Newsletter #17
L'impact de la pollution lumineuse sur les chauves-souris

Vous le savez probablement déjà mais la biodiversité est menacée par de nombreux facteurs comme la pollution, la fragmentation des habitats, le changement climatique… Une autre source de menace, moins connue, est la pollution lumineuse, celle générée par l’éclairage des villes par exemple.

Clémentine Azam, doctorante au Muséum, a cherché à évaluer l’impact de l’éclairage artificiel sur les chiroptères. Elle s’est également demandé si l’extinction nocturne (de minuit à 5 heures) serait une mesure efficace pour limiter ces effets.

Tout savoir sur la pollution lumineuse

La pollution lumineuse est générée par les éclairages artificiels dans un environnement nocturne. Les lampadaires génèrent une perturbation pour la faune (insectes, chauves-souris, humains…) et la flore. Cette forme de pollution concerne au total 20 % de la surface terrestre mondiale (en augmentation de 6% par an) et touche les milieux terrestres, aquatiques et marins !

En terme de conséquences pour la biodiversité, des études ont montré que la pollution lumineuse perturbe les rythmes journaliers et saisonniers de plusieurs espèces. Cette forme de pollution modifie les déplacements d’espèces car la lumière fragmente les paysages nocturnes.
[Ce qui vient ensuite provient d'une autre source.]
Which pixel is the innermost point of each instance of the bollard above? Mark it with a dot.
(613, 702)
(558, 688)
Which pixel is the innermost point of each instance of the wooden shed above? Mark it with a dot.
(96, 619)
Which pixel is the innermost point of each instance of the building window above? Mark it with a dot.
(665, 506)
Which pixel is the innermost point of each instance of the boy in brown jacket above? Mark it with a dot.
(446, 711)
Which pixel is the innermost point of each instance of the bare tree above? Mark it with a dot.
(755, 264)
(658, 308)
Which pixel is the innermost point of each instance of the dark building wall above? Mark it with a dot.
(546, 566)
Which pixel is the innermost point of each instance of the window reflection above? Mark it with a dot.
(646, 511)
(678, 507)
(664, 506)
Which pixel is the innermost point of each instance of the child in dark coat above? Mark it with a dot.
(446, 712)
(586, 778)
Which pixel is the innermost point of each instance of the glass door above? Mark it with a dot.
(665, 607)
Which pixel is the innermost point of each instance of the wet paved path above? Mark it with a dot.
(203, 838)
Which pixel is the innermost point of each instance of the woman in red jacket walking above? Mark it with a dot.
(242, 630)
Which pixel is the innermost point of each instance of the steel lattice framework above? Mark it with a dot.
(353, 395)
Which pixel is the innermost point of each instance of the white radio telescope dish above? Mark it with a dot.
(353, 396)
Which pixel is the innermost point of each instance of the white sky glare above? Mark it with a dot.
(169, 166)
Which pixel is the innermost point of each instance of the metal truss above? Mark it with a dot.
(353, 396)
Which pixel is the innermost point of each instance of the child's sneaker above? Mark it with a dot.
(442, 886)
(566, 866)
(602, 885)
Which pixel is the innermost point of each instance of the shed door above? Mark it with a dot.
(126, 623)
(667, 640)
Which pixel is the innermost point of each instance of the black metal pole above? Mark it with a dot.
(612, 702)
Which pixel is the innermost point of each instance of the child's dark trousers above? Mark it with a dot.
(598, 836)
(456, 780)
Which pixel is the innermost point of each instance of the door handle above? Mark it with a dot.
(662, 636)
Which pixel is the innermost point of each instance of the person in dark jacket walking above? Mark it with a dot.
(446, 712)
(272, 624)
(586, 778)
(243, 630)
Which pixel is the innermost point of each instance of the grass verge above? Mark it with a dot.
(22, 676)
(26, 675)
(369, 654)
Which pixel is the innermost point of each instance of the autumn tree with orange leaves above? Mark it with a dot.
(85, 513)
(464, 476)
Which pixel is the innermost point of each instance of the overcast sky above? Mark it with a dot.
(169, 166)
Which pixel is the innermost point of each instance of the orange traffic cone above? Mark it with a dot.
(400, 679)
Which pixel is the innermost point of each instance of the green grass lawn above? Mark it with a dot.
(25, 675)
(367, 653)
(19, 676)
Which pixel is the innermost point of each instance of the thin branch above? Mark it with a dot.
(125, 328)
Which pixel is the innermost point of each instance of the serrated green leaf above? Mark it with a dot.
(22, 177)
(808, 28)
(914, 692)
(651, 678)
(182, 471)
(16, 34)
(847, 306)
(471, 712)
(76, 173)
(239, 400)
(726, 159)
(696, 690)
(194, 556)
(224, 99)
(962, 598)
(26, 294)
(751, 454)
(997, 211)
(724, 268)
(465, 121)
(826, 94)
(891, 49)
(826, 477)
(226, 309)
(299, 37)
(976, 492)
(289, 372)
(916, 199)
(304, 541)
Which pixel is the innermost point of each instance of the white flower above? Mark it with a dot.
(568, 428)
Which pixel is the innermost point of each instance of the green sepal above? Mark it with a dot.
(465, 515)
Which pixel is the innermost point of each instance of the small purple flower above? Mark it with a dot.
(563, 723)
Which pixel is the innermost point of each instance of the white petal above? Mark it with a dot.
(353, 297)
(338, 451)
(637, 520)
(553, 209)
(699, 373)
L’effet des lampadaires sur les chauves-souris

Comme tout le monde le sait, les chauves-souris vivent la nuit ; cependant leur réponse à l’éclairage varie en fonction des espèces.

Les espèces dites aériennes présentent un vol rapide et chassent les insectes en suspension dans l’air. Elles sont souvent détectées en train de chasser aux alentours des lampadaires. A une échelle locale, on aurait donc un effet positif du lampadaire qui attire une quantité considérable d’insectes.

A contrario, un autre groupe d’espèces, appelé glaneuses, chasse plutôt en milieux encombrés et fermés (les forêts par exemple). Ces espèces cueillent les insectes qui sont posés sur des feuilles ou des branches. Leur vol étant plus lent, elles sont soumises à un risque de prédation plus important : elles semblent donc éviter les zones éclairées.

Le protocole mis en place par Clémentine

De nombreuses communes, pour faire des économies d’énergie, éteignent les lampadaires au cours de la nuit. Pour évaluer l’impact de cette mesure, Clémentine a  enregistré pendant 4 mois les ultra-sons des chauves-souris en zones éclairée, non éclairée et partiellement éclairée (extinction de minuit à 5 heures du matin) dans plusieurs communes situées dans le Parc naturel régional du Gâtinais.

Enfin, chaque zone étudiée était composée d’un site éclairé et d’un site non éclairé (le témoin). Pour chaque site, 5 enregistreurs à ultra-sons étaient placés au pied du lampadaire, à 10 m, 25 m, 50 m et 100 m.